AKURAT.CO Penembakan terjadi di sebuah gedung apartemen bertingkat di pusat kota Minneapolis, Amerika Serikat, pada Rabu sore. Insiden tersebut menewaskan dua orang, sementara terduga pelaku juga ditemukan dalam kondisi tewas.

Tiga polisi Minneapolis turut terluka dalam penanganan insiden tersebut. Dua di antaranya mengalami luka akibat tembakan.

Hennepin County Medical Center menyatakan ketiga polisi berada dalam kondisi stabil setelah mendapatkan perawatan medis.

Polisi menerima panggilan darurat 911 yang melaporkan adanya suara tembakan sesaat setelah pukul 16.30 waktu setempat. Petugas kemudian tiba dan memasuki gedung sekitar tiga menit setelah laporan diterima.

Di dalam gedung, polisi menemukan sejumlah korban. Petugas kemudian kembali mendengar suara tembakan dan mengikuti sumber suara tersebut menuju lantai yang lebih tinggi.
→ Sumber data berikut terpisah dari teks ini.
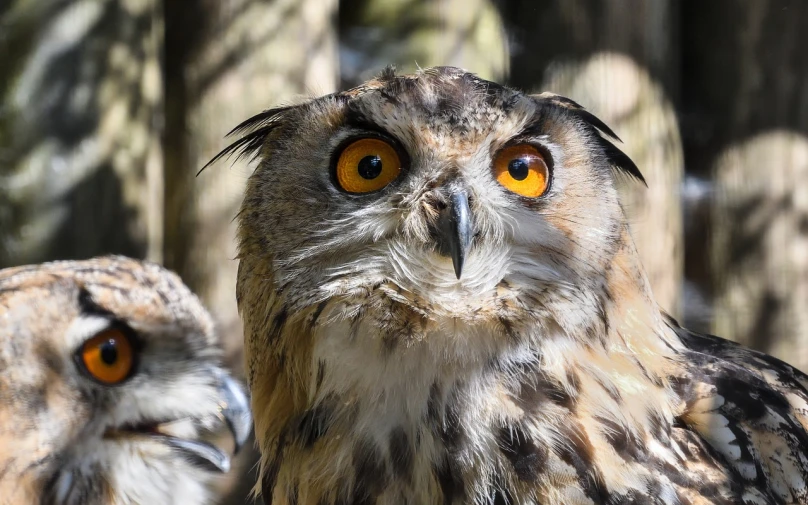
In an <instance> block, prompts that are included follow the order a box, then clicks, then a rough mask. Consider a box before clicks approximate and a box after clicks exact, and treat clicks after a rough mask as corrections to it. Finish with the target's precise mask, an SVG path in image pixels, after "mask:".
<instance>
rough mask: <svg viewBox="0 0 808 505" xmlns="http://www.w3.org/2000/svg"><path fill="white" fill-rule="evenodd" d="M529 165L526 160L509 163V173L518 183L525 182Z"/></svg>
mask: <svg viewBox="0 0 808 505" xmlns="http://www.w3.org/2000/svg"><path fill="white" fill-rule="evenodd" d="M527 172H528V164H527V162H526V161H525V160H522V159H518V158H517V159H515V160H511V162H510V163H508V173H509V174H511V177H513V178H514V179H516V180H517V181H524V180H525V179H526V178H527Z"/></svg>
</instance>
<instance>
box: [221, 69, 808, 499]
mask: <svg viewBox="0 0 808 505" xmlns="http://www.w3.org/2000/svg"><path fill="white" fill-rule="evenodd" d="M235 131H236V132H237V133H239V134H242V135H243V136H242V137H241V139H240V140H238V141H236V142H235V143H234V144H233V146H232V147H231V148H229V149H227V150H225V151H224V152H223V153H222V154H223V155H227V154H231V153H242V154H251V155H255V156H257V157H258V158H259V160H260V164H259V166H258V168H257V169H256V171H255V173H254V174H253V175H252V176H251V178H250V180H249V184H248V187H247V191H246V195H245V197H244V202H243V205H242V209H241V212H240V214H239V223H240V234H239V238H240V249H239V251H240V252H239V259H240V266H239V278H238V290H237V291H238V303H239V308H240V311H241V314H242V317H243V320H244V327H245V332H246V333H245V344H246V359H247V369H248V373H249V384H250V388H251V391H252V404H253V412H254V415H255V419H256V434H257V437H258V440H259V443H260V448H261V451H262V464H261V476H262V478H261V482H260V483H259V486H258V488H259V490H260V491H261V493H262V494H263V496H264V501H265V502H266V503H272V504H274V505H291V504H300V505H342V504H377V505H394V504H395V505H399V504H411V505H421V504H430V505H438V504H446V505H450V504H455V505H457V504H497V505H502V504H509V503H513V504H569V505H573V504H575V505H577V504H598V505H601V504H628V503H635V504H639V503H649V504H651V503H653V504H664V505H673V504H692V505H697V504H708V503H716V504H732V503H748V504H755V505H761V504H796V503H806V502H808V494H806V493H808V489H806V475H808V435H806V433H807V432H806V423H807V422H808V412H807V411H806V409H807V408H808V404H807V403H806V401H807V400H808V393H806V386H808V379H806V377H805V376H804V375H803V374H802V373H800V372H798V371H797V370H794V369H793V368H791V367H789V366H788V365H786V364H784V363H782V362H780V361H777V360H775V359H773V358H771V357H768V356H765V355H763V354H759V353H756V352H753V351H750V350H747V349H743V348H741V347H738V346H735V345H734V344H731V343H729V342H726V341H724V340H721V339H719V338H716V337H707V336H702V335H696V334H693V333H691V332H688V331H687V330H684V329H682V328H680V327H679V326H678V324H676V323H675V322H674V321H673V320H671V319H670V318H669V317H667V316H666V315H665V314H664V313H663V312H662V311H661V310H660V308H659V307H658V306H657V305H656V303H655V302H654V298H653V295H652V293H651V291H650V289H649V287H648V283H647V281H646V278H645V274H644V273H643V269H642V266H641V265H640V264H639V260H638V257H637V253H636V251H635V249H634V246H633V244H632V241H631V237H630V236H629V233H628V228H627V224H626V220H625V217H624V215H623V211H622V209H621V207H620V203H619V201H618V196H617V193H616V191H615V186H614V178H615V177H616V176H619V175H620V174H626V175H629V176H633V177H635V178H638V179H641V175H640V173H639V171H638V170H637V168H636V167H635V166H634V164H633V163H632V162H631V161H630V160H629V159H628V158H627V157H626V156H625V155H624V154H623V153H622V152H620V150H619V149H618V148H617V147H615V145H614V144H613V143H612V141H611V140H610V138H614V135H613V134H612V133H611V132H610V131H609V129H608V127H606V126H605V125H604V124H602V123H601V122H600V121H599V120H598V119H597V118H595V117H594V116H592V115H591V114H589V113H587V112H586V111H584V110H583V109H582V108H581V107H580V106H578V105H577V104H575V103H574V102H572V101H570V100H568V99H565V98H562V97H558V96H555V95H550V94H542V95H537V96H530V95H526V94H522V93H520V92H518V91H515V90H511V89H508V88H506V87H503V86H500V85H498V84H495V83H492V82H487V81H484V80H482V79H479V78H477V77H475V76H473V75H471V74H468V73H465V72H463V71H461V70H458V69H454V68H435V69H427V70H424V71H421V72H419V73H417V74H414V75H403V76H397V75H395V74H394V73H393V72H392V71H386V72H385V73H383V74H382V75H381V76H379V77H378V78H377V79H375V80H372V81H370V82H368V83H365V84H363V85H362V86H359V87H358V88H355V89H351V90H348V91H345V92H342V93H336V94H333V95H328V96H325V97H321V98H317V99H314V100H311V101H309V102H306V103H303V104H300V105H296V106H288V107H283V108H280V109H273V110H270V111H267V112H264V113H262V114H260V115H258V116H256V117H255V118H252V119H250V120H248V121H246V122H245V123H243V124H242V125H240V126H239V127H238V128H237V129H236V130H235ZM359 138H377V139H383V141H384V142H387V143H389V145H392V146H394V148H395V149H396V150H397V152H398V153H399V154H398V158H399V160H400V165H401V170H400V173H399V174H398V175H397V176H396V177H395V179H394V180H393V182H391V183H390V184H388V185H386V186H384V187H383V188H381V189H379V190H377V191H373V192H369V193H365V194H355V193H349V192H347V191H346V190H343V189H341V188H340V185H341V184H342V182H341V179H340V175H339V172H335V167H337V166H339V167H341V166H342V165H340V164H341V163H342V162H341V161H340V160H341V156H340V153H341V152H342V150H343V149H344V148H345V146H346V145H352V142H353V141H354V140H355V139H359ZM514 145H516V146H525V145H526V146H529V147H530V148H531V149H535V150H537V151H538V152H539V153H540V155H539V156H540V157H542V158H543V159H544V162H545V164H546V166H547V167H548V169H549V170H548V174H549V185H547V187H546V189H545V190H544V191H543V193H542V194H541V195H540V196H534V197H525V196H520V194H517V193H516V192H514V191H515V190H514V189H513V188H515V187H517V186H516V185H511V186H508V185H507V184H506V182H503V181H505V180H506V179H500V178H499V176H498V175H497V176H496V177H495V173H494V172H495V170H497V168H496V167H497V166H498V165H497V163H496V160H499V159H500V155H501V153H503V152H505V150H506V149H508V148H509V146H514ZM525 152H527V151H525ZM388 158H390V156H388ZM379 159H381V158H378V157H376V158H369V160H370V161H368V160H364V161H362V162H360V163H359V164H358V165H357V168H356V169H357V170H359V173H360V175H361V174H365V175H362V177H364V178H366V179H368V180H372V179H373V177H376V176H375V173H374V172H373V170H371V169H374V168H375V169H378V168H379V163H378V162H379ZM393 159H395V157H393ZM530 159H533V158H530ZM374 160H375V161H374ZM526 160H528V161H529V156H528V157H527V158H524V159H521V158H520V159H519V160H517V161H518V163H517V164H516V165H512V164H510V163H509V164H508V165H507V170H508V173H509V174H511V175H512V177H513V179H515V180H516V179H518V180H523V179H524V177H523V176H524V173H523V172H519V170H521V169H522V168H524V166H527V165H525V163H527V161H526ZM382 161H383V160H382ZM363 163H364V165H363ZM519 163H522V165H519ZM382 165H384V163H382ZM523 165H524V166H523ZM530 166H534V165H530ZM536 166H539V165H536ZM520 167H521V168H520ZM512 169H513V170H512ZM498 173H499V172H497V174H498ZM356 180H357V181H359V182H360V183H362V181H361V180H360V179H356ZM524 180H527V179H524ZM352 184H353V183H352ZM508 184H510V183H508ZM351 187H354V186H351ZM508 188H511V189H508Z"/></svg>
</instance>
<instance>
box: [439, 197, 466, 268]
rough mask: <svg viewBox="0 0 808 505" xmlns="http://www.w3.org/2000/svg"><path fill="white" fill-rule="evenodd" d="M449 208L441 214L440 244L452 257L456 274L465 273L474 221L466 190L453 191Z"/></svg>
mask: <svg viewBox="0 0 808 505" xmlns="http://www.w3.org/2000/svg"><path fill="white" fill-rule="evenodd" d="M450 202H451V203H450V205H449V208H448V209H446V211H444V213H443V215H442V216H441V222H440V225H439V230H440V233H439V239H440V242H439V245H440V249H441V250H442V251H443V254H447V255H448V256H451V258H452V265H453V266H454V271H455V276H456V277H457V279H458V280H460V277H461V276H462V275H463V264H464V263H465V261H466V252H467V251H468V249H469V247H470V246H471V239H472V237H473V235H474V234H473V231H474V230H473V226H474V225H473V223H472V219H471V211H470V209H469V201H468V195H467V194H466V193H465V192H464V191H457V192H455V193H452V195H451V197H450Z"/></svg>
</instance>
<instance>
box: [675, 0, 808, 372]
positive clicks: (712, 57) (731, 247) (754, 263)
mask: <svg viewBox="0 0 808 505" xmlns="http://www.w3.org/2000/svg"><path fill="white" fill-rule="evenodd" d="M684 13H685V15H686V16H687V17H686V19H687V28H688V33H689V35H688V37H687V39H686V44H685V46H684V50H685V55H686V58H685V59H684V60H683V61H686V62H687V63H688V65H687V66H686V67H685V71H686V73H687V74H688V76H689V79H690V81H689V86H688V88H687V90H686V92H685V94H684V98H685V104H686V106H687V111H688V115H689V116H690V117H691V118H693V119H692V123H693V124H692V125H691V126H692V128H690V129H691V130H692V131H694V132H698V133H699V135H692V136H691V137H689V138H688V160H689V166H690V167H692V169H693V170H694V171H698V172H701V173H704V174H709V175H712V177H713V178H714V184H715V191H714V198H713V200H712V205H711V212H710V217H711V223H710V229H709V231H710V233H709V237H711V240H709V241H703V242H701V244H703V247H702V249H701V250H700V251H699V254H698V258H697V259H700V260H701V261H703V262H705V263H707V262H709V264H710V268H709V270H708V275H709V279H708V282H709V284H708V287H709V288H711V290H712V291H713V293H714V297H715V301H714V320H713V328H712V329H713V331H714V332H715V333H716V334H718V335H721V336H723V337H727V338H733V339H735V340H738V341H740V342H742V343H744V344H747V345H751V346H753V347H755V348H758V349H760V350H763V351H766V352H769V353H772V354H774V355H775V356H778V357H780V358H782V359H785V360H786V361H788V362H790V363H792V364H794V365H795V366H798V367H801V368H803V369H808V312H806V310H807V308H808V193H806V191H805V187H806V184H808V135H806V132H808V58H806V56H805V48H806V47H808V32H806V30H805V27H806V26H808V4H806V3H805V2H801V1H785V0H775V1H763V0H743V1H729V0H719V1H716V2H686V3H685V10H684ZM705 47H709V48H710V51H705V50H704V48H705ZM686 131H687V128H686ZM695 245H700V244H699V243H696V244H695Z"/></svg>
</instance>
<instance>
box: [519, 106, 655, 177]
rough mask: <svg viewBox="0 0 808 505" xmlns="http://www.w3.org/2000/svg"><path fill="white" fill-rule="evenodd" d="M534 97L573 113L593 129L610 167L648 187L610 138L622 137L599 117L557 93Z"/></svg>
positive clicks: (591, 128)
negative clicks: (560, 107) (615, 169)
mask: <svg viewBox="0 0 808 505" xmlns="http://www.w3.org/2000/svg"><path fill="white" fill-rule="evenodd" d="M534 97H535V98H537V99H539V100H541V101H543V102H545V103H549V104H551V105H554V106H556V107H562V108H564V109H566V110H567V111H569V112H570V113H572V115H573V116H574V117H576V118H577V119H579V120H580V121H581V122H582V123H583V124H584V125H586V126H587V127H589V128H591V129H592V132H593V133H594V137H595V139H596V141H597V144H598V146H599V147H600V148H601V150H602V151H603V154H604V156H606V159H607V160H608V161H609V164H610V165H612V166H613V167H614V168H616V169H617V170H618V171H619V172H621V173H623V174H625V175H628V176H629V177H631V178H633V179H636V180H638V181H640V182H641V183H643V184H644V185H645V186H646V187H647V186H648V183H647V182H645V177H643V176H642V172H640V169H639V168H637V165H636V164H634V162H633V161H632V160H631V158H629V157H628V155H626V153H624V152H623V151H621V150H620V149H619V148H618V147H617V146H615V145H614V143H612V141H611V140H610V138H611V139H613V140H616V141H618V142H622V141H621V140H620V137H618V136H617V135H616V134H615V133H614V132H613V131H612V129H611V128H609V127H608V126H607V125H606V123H604V122H603V121H601V120H600V119H599V118H598V117H597V116H595V115H594V114H592V113H591V112H589V111H588V110H586V109H584V108H583V107H582V106H581V105H579V104H578V103H577V102H575V101H574V100H570V99H569V98H567V97H564V96H561V95H556V94H555V93H550V92H544V93H541V94H539V95H534Z"/></svg>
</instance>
Sersan Polisi Minneapolis Garrett Parten mengatakan petugas menghadapi kondisi yang sangat sulit karena adanya kabut atau asap tebal yang secara signifikan membatasi jarak pandang.

Satu korban dinyatakan meninggal di lokasi kejadian. Korban lainnya sempat dibawa ke rumah sakit, tetapi nyawanya tidak tertolong.

Hingga Rabu malam, polisi belum memastikan bagaimana pelaku meninggal.

Hennepin County Medical Center mengatakan rumah sakit menerima total tujuh pasien terkait insiden tersebut. Namun, pihak rumah sakit belum memberikan informasi lebih lanjut mengenai kondisi korban lainnya.

“Ini adalah peristiwa yang sangat tragis. Pikiran dan doa kami bersama keluarga dan orang-orang terkasih dari mereka yang kehilangan nyawa, mereka yang terluka, serta para petugas yang terluka dan keluarga mereka,” kata Parten dalam konferensi pers Rabu malam.

Warga Mengaku Melihat Pria Membawa Pistol

Sejumlah penghuni apartemen mengaku mendengar rentetan suara tembakan saat kejadian berlangsung.

Julius Bailey, seorang penghuni yang sedang berada di luar gedung apartemennya, mengatakan dirinya mendengar suara tembakan dan melihat seorang pria yang dikenalnya sebagai penghuni gedung membawa pistol.